# Milla meets the shedding blade



## selzer (May 7, 2005)

Ok, so we all know that GSDs are #2 at everything, which makes them the #1 dog breed out there. But there are two things in particular that I would like to hear about (not meet) the breed that is #1 at. 

The first is the GSDs ability to transfer their water to everywhere but inside of them. As there are rules to the length of these threads, I will have to just leave that for all ya'all to ponder. 

(I heard the other day, that in the South, Ya'all is singular, while All Ya'all is plural.)

Anyhow, the other thing that I have yet to meet the breed that beats out our sheps is shedding. So yes, this is another shedding tale, with of course a shedding tail. 

But amonst sheps, there are those, the few, the proud, that stand out, beyond their sisters and cousins, that could provide hair for the entire Gulf of Mexico. 

Milla is one of these. She is not a shedder. She is a MACHINE. I look at her one day, and think, she needs a brushing. The next day she looks like she molted. My black and tannish pup has turned into a silver sable overnight!!!

If I let it go for another day, I am afraid that the authorities will come down at me for neglecting my dog!!! 

So I gathered up the shedding blade, the toe nail clippers, the furminator, the slicker, the comb, that useless rubber brush thingy that cost an arm and a leg, the pin brush, the ear cleansing pads, and the leash and choker in my little plastic bin for the purpose and head out there. 

For twenty minutes non stop, I am stripping, and brushing, and combing, and slicking, and furminating, then I turn her around.

After yet another half an hour, I move back to the tail, which she obliged by sitting on. Errrrgh!!!

I swear the whole time, she is standing atop her dog house LAUGHING at me while I am sweating in my winter shoe boots and getting hair EVERYWHERE. 

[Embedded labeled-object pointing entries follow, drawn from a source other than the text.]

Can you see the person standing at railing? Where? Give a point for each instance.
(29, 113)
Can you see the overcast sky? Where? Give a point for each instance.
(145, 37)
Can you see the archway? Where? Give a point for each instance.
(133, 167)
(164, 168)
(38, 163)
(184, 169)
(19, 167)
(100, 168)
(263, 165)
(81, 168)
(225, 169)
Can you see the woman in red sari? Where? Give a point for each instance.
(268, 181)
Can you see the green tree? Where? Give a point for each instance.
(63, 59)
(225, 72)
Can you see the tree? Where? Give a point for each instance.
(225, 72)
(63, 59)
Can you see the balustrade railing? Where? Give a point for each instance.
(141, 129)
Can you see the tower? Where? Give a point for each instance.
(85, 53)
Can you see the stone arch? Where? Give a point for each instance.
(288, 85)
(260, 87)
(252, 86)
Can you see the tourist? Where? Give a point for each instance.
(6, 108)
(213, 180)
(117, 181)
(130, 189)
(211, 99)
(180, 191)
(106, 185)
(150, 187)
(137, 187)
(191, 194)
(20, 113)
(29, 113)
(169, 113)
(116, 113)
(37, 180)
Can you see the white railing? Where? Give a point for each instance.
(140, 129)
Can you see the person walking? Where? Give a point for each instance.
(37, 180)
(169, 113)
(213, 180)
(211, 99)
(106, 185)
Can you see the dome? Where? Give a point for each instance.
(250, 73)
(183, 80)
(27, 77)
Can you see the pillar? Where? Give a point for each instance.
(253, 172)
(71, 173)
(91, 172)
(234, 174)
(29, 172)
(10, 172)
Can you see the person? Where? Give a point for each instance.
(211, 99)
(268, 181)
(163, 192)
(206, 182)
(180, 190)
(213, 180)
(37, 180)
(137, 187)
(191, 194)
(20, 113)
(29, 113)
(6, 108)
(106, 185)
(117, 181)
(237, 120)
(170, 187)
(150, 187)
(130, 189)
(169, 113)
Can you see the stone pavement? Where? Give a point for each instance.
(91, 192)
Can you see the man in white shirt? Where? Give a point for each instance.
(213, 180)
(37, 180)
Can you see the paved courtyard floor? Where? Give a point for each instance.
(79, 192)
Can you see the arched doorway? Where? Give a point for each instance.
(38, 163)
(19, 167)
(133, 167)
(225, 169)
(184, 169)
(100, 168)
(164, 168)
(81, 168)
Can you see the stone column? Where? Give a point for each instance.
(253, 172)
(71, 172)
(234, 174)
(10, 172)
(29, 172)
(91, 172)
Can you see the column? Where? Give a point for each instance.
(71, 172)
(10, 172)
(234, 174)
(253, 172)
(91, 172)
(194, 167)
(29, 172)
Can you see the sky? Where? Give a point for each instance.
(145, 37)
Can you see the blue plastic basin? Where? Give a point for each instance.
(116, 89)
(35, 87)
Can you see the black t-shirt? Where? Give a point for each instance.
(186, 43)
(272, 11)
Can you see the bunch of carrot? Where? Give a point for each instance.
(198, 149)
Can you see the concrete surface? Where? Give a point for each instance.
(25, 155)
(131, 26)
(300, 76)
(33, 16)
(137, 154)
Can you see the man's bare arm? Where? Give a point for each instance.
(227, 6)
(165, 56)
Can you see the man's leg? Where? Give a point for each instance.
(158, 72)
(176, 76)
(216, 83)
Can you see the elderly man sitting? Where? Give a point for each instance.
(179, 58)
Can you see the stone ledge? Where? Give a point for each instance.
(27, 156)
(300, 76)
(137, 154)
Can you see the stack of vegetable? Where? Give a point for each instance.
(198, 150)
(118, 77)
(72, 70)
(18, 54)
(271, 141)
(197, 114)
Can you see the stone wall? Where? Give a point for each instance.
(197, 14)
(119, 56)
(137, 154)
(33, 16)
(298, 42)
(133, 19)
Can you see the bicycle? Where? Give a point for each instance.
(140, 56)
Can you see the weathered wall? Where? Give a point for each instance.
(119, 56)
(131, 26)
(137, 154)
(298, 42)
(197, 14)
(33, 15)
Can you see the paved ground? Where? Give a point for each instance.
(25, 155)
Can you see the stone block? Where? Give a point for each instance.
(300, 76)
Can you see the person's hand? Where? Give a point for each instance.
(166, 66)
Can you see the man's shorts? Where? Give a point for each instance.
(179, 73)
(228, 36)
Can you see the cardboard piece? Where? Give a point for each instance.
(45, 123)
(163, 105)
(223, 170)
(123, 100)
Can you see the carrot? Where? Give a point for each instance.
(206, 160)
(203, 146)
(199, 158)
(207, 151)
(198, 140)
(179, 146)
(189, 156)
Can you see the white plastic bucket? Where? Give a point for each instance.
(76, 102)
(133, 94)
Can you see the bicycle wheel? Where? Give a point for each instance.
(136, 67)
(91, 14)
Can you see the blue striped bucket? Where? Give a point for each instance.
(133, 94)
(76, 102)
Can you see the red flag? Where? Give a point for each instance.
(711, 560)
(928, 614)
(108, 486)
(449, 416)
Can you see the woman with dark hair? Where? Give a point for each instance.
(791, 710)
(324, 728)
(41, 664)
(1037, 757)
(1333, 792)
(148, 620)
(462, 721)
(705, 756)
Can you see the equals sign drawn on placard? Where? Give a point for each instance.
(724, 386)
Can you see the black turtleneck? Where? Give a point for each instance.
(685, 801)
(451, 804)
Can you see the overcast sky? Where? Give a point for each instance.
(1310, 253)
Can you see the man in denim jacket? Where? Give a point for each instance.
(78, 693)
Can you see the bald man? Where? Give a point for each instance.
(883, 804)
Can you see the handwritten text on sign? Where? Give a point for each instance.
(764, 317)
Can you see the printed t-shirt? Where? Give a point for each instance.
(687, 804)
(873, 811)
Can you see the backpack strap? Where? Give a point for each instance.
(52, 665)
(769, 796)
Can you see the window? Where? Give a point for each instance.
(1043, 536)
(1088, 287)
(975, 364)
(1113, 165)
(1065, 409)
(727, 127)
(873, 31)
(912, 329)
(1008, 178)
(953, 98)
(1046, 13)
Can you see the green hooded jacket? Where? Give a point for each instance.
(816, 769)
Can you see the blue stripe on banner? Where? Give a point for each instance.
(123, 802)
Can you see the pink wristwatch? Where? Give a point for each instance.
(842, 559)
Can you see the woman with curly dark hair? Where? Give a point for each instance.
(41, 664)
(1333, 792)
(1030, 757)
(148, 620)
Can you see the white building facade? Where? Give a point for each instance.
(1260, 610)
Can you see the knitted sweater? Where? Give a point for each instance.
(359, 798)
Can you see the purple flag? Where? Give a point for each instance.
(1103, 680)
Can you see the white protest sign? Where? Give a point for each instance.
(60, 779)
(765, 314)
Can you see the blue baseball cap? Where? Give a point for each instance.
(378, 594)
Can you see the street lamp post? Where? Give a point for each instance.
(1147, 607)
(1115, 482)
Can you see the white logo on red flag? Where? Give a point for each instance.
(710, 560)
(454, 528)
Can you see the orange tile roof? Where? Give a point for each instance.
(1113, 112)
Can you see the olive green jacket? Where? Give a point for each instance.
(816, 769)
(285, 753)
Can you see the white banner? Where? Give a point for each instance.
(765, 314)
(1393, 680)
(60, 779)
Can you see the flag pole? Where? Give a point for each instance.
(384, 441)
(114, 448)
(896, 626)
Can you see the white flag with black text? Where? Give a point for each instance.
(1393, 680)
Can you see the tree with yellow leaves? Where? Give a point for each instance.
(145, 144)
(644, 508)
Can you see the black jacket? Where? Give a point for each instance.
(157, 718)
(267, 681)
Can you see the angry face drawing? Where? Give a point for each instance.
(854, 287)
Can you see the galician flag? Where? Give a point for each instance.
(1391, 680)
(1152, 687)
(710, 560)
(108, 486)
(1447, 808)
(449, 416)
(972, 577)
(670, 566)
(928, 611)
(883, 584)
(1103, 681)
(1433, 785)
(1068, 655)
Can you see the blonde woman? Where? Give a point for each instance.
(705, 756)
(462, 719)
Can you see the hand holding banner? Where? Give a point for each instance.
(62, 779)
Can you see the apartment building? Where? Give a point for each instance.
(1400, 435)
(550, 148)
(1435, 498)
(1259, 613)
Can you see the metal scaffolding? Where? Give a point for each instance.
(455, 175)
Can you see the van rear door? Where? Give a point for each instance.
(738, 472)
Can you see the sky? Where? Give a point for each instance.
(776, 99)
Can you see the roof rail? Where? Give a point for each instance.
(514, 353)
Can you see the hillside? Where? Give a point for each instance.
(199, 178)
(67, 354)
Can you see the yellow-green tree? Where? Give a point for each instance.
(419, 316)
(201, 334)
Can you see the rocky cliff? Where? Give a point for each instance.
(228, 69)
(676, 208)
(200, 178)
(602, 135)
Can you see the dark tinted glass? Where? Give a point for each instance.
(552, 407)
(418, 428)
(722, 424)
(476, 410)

Finally, in frustration, I dig down into her ears and clip her nails and let her go. And I saw spots on her chest and legs that must have materialized right there and then, because I KNOW I did those spots!!! 

I go for my pooper scooper to gather up the fleeces of hair. I tell you this little girl weighs 52.5 pounds and has enough hair to fill a u-haul!!! Ok, maybe that is a LITTLE extreme. 

Does anyone in some oil plagued area want a regular hair machine??? She doesn't eat much.... She is easy to manage....


----------



## DCluver33 (May 27, 2010)

HAHA that's great. Dodger and Chopper are like that combined they fill a 25 gallon bucket easily, most of it is Chopper's hair he's old and sheds like crazy, maybe we could send all the dog hair from our dogs to BP and have them use it to mop up the mess they've created lol.


----------



## RebelMoonGSDs (Oct 1, 2009)

I feeeel your paaaaain! lol Isn't it great? Kinda makes me wonder how some people have those sleek, non-undercoaty-fluff dogs even during the summer. How do they deal without the excessive hair? lol

Meanwhile, Ruger doesn't mind if I run my small (like $20) shop vac while I groom him, so I can brush with one hand, and suck up the loose hair with the other, or just brushbrushbrush and then suck up the new pile and loose hair every few mins! lol This also makes it easier for me to keep the hair from sticking back to him. Maybe you could see if your girl will let you do that? It does make life much, much easier. Heck, lol, sometimes I just vacuum the dog!  (I use the carpet attachment, he loves it, lol)


----------



## Relayer (Apr 29, 2010)

Very cute and well written story. Thanks.  Do you feed raw? No, no, no...pleeeeze, let's not open that one up... Just Kidding!!!


----------



## jakeandrenee (Apr 30, 2010)

great story....I dread the shed next year...


----------



## selzer (May 7, 2005)

Does raw feeding stop the shed???? Where are those chicken leg quarters??? Milla? Do you hear that???? From now on Chicken only??? 

I swear she has hair coming out all over again today!!!!

It is messing my asthma up. 

I woke up unable to move last night. I think I woke up. I was drowning in HAIR. It was creeping all over around my neck and throat and reaching for my nostrils. I think I must have passed out then because I woke up ok this morning.


----------



## bunchoberrys (Apr 23, 2010)

They are like the animal version of a Chia Pet.


----------



## selzer (May 7, 2005)

LOL! That is about it.


----------



## jakeandrenee (Apr 30, 2010)

you guys are scaring me....lol....I have yet to experience the shed....next year....


----------



## RadarsShadow (Nov 16, 2009)

Very cute story, I can just see that happening. 

If you can get your dog to stand it a dog blower is the way to go! You can brush them all day long and take a blower to them and still get a ton of hair off them. I think it's a toss up for 1st place in the shedding, German Shepherds, aussies, huskies, labs or goldens.


----------